Quelle domande che non finiscono mai e alle quali i ristretti inizialmente chiedevano risposte alla “maestra” Pina che ha sempre risposto con altre domande, quelle necessarie per far nascere dubbi e altre domande ancora. E soprattutto a far comprendere con il tempo che a quelle domande ciascuno deve rispondere da solo, magari con altre domande.

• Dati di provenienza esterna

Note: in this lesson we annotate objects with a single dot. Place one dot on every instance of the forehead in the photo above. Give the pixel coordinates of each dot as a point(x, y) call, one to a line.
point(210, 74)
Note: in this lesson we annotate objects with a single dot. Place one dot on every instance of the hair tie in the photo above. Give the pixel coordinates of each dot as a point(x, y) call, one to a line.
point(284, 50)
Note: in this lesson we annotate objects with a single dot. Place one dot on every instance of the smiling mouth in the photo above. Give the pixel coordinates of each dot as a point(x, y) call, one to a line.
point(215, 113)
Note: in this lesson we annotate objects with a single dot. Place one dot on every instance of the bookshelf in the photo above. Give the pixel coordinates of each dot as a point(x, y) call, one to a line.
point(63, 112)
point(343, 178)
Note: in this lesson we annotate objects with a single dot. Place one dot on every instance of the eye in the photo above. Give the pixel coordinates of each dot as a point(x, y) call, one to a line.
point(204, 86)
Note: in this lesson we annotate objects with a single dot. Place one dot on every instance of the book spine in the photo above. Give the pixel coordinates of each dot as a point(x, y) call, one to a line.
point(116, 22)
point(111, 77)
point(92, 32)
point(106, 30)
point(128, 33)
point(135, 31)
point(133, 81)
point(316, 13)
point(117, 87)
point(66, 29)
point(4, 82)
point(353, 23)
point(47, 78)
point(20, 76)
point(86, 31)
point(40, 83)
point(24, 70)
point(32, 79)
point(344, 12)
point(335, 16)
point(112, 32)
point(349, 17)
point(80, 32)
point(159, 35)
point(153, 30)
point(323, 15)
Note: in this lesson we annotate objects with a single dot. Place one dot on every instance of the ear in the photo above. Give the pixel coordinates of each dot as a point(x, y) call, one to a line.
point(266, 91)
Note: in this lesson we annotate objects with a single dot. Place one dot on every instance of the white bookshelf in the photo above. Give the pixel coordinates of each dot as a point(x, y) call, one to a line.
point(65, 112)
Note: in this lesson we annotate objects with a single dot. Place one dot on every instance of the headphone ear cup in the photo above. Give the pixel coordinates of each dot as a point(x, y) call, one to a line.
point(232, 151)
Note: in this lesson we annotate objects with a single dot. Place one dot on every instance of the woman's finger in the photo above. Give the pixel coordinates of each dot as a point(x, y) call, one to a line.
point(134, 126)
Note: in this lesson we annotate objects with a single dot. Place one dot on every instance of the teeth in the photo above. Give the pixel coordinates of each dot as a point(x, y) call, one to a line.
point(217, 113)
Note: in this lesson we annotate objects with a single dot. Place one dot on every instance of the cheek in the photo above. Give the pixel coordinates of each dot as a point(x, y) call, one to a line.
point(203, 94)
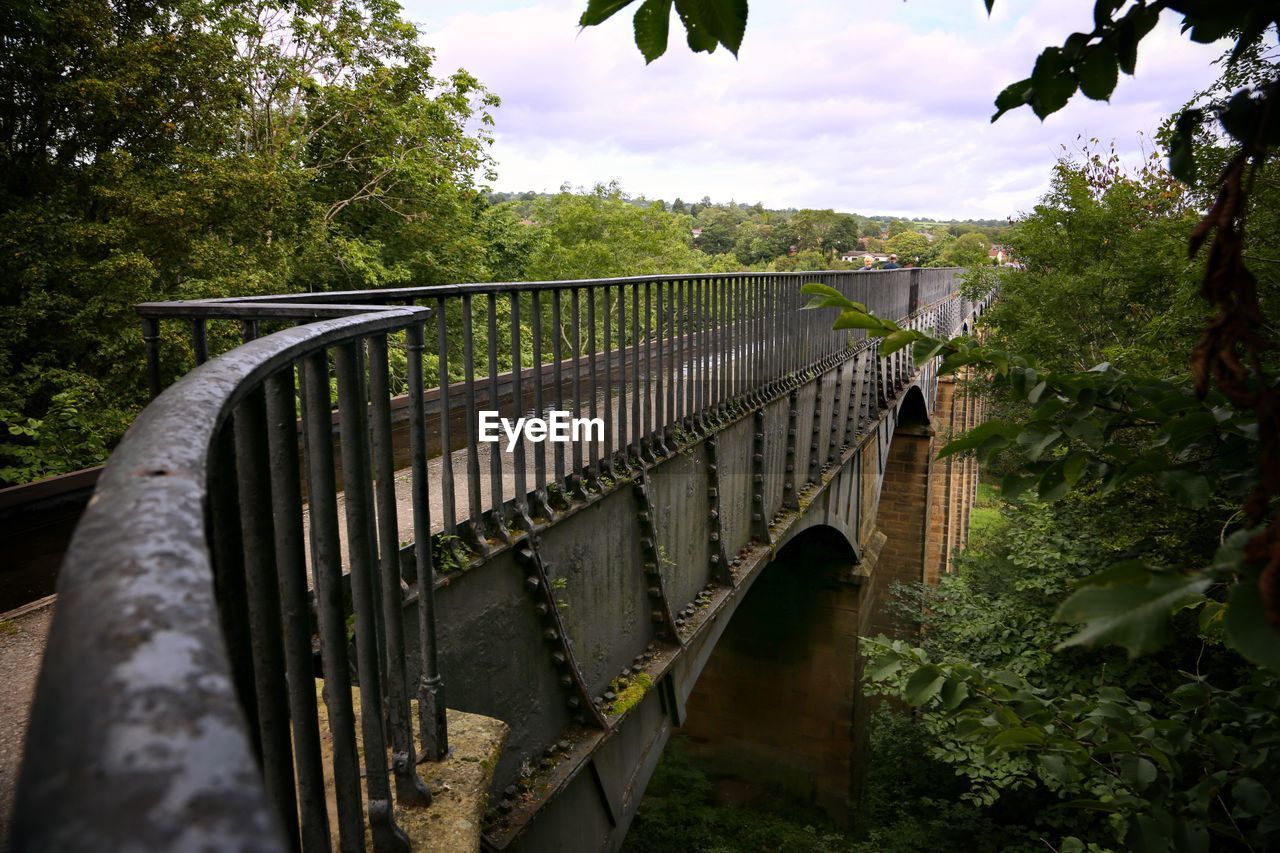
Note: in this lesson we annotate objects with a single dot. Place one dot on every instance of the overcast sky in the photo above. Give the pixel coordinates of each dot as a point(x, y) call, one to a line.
point(873, 106)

Una giornata potente di riflessione e ascolto resa possibile anche grazie alla professoressa della Università Federico II Maura Striano (oggi anche assessore alla pubblica istruzione del comune di Napoli), e al professor Antonio Cosentino, (entrambi hanno dato un contributo essenziale con il CRIF a portare in Italia queste pratiche filosofiche di comunità, P4C) a Giuseppina Russo, presidente del Festival della Filosofia in Magna Grecia, ad Angela Giuliano, Sara e Andrea che hanno collaborato al percorso dedicato ai ristretti. Un progetto reso possibile grazie alla visione della direttrice della casa di reclusione Stella Scialpi, a Giuseppina Cammisa (Addetta alla Direzione), al Capoarea educativa Angelo Russo che ha portato i suoi saluti e l’emozione di veder realizzato il progetto, alle donne e agli uomini della polizia penitenziaria guidati dal comandante Francesca Acerra, figlia d’arte con la grande consapevolezza di poter fare tanto per queste anime che entrano disparate e spesso sprofondano ancor più nella loro rabbia. Rabbia che in questa pattuglia di uomini che invece hanno scelto di mettersi alla prova ha funzionato da motore positivo per rinascere, per ritrovare quell’anima che, come molti altri fuori da quelle mura, hanno dimenticato.